Bilindiği gibi son bir senedir İtalya Mario Monti'nin başbakanlığında bir teknokrat hükümeti tarafından yönetilmekteydi. Bu Hükümet emeklilik, regülasyonlar ve işgücü piyasası konularında bazı reformları uygulamaya koydu. Ancak Monti'nin sonunu getiren Kuzey komşusunun da baskısıyla maliye politikasını daraltıcı kemer sıkma tedbirlerini devreye sokması oldu.
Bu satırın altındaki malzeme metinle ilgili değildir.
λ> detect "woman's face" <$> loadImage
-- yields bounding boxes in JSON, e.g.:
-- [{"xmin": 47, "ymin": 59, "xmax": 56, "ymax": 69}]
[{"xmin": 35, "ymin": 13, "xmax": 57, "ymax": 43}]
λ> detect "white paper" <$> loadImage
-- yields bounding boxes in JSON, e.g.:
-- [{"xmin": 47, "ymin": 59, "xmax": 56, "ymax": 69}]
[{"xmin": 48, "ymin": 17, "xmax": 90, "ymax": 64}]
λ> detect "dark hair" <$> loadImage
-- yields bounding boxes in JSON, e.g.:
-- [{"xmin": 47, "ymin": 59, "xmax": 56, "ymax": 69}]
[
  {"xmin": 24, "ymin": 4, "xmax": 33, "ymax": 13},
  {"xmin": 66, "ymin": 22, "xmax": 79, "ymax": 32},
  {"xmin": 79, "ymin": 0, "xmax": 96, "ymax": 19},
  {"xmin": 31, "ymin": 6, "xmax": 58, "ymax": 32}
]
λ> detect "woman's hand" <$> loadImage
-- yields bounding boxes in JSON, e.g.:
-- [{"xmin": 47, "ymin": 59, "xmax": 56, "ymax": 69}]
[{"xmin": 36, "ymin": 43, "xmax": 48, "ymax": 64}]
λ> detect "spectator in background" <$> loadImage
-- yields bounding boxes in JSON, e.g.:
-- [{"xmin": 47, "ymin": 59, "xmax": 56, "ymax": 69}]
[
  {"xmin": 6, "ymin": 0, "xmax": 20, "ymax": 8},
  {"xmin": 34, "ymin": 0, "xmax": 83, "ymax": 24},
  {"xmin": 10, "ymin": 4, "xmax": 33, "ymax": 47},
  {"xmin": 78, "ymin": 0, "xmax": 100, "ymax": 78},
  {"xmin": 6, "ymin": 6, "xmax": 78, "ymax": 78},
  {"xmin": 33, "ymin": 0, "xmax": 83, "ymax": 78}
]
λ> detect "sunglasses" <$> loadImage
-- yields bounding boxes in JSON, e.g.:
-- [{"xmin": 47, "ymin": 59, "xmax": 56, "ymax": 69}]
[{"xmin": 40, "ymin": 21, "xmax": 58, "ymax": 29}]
Zaten oldukça yüksek bir işsizlik oranı ve atıl kapasitesi olan İtalya'da kemer sıkma politikası sonucunda geçtiğimiz sene ekonomi %2.2 oranında daraldı. Ekonomideki daralmayla birlikte bütçe gelirleri de beklenen düzeyde gerçekleşmeyince bütçe açığı %3 ile hedefin üstüne çıktı, ve sonuçta da kamu borçluluk oranı bir senede %6'ya yakın artmış oldu. Halbuki Monti'nin yapılan reformlara paralel olarak maliye politikasında ölçülü bir gevşemeye giderek durgun ekonomiye ivme kazandırması gerekiyordu. Şu son krizden alınacak en önemli ders tüketici güveninin yok olduğu, işsizlik ve atıl kapasitenin tavan yaptığı ülkelerde kamu harcamalarını artırarak ekonomilerinde söz konusu artışın üzerinde bir büyüme sağlamanın mümkün olduğu. (Teknik olarak ifade edersek kamu harcama çarpanının değerinin 1'in üzerinde olması).
 
Bugün seçimler sonrasında İtalya'da ortaya çıkan siyasi tablo tam bir çözümsüzlüğü ortaya koymakta. Oylar siyaseti kendi şahsi emellerine alet etmekten çekinmeyen bir medya patronu, eski bir komünist ve bir komedyen arasında bölünmüş durumda. Euro Birliği cenderesi altındaki İtalya'yı daha uzun bir süre türbülanslı günler bekliyor. Tabii, miyopik ve benmerkezci yaklaşımını değiştirmediği sürece Almanya'nın da İtalya ile birlikte easen tüm Avrupa'yı saran durgunluk ortamından kendini daha fazla soyutlaması imkansız.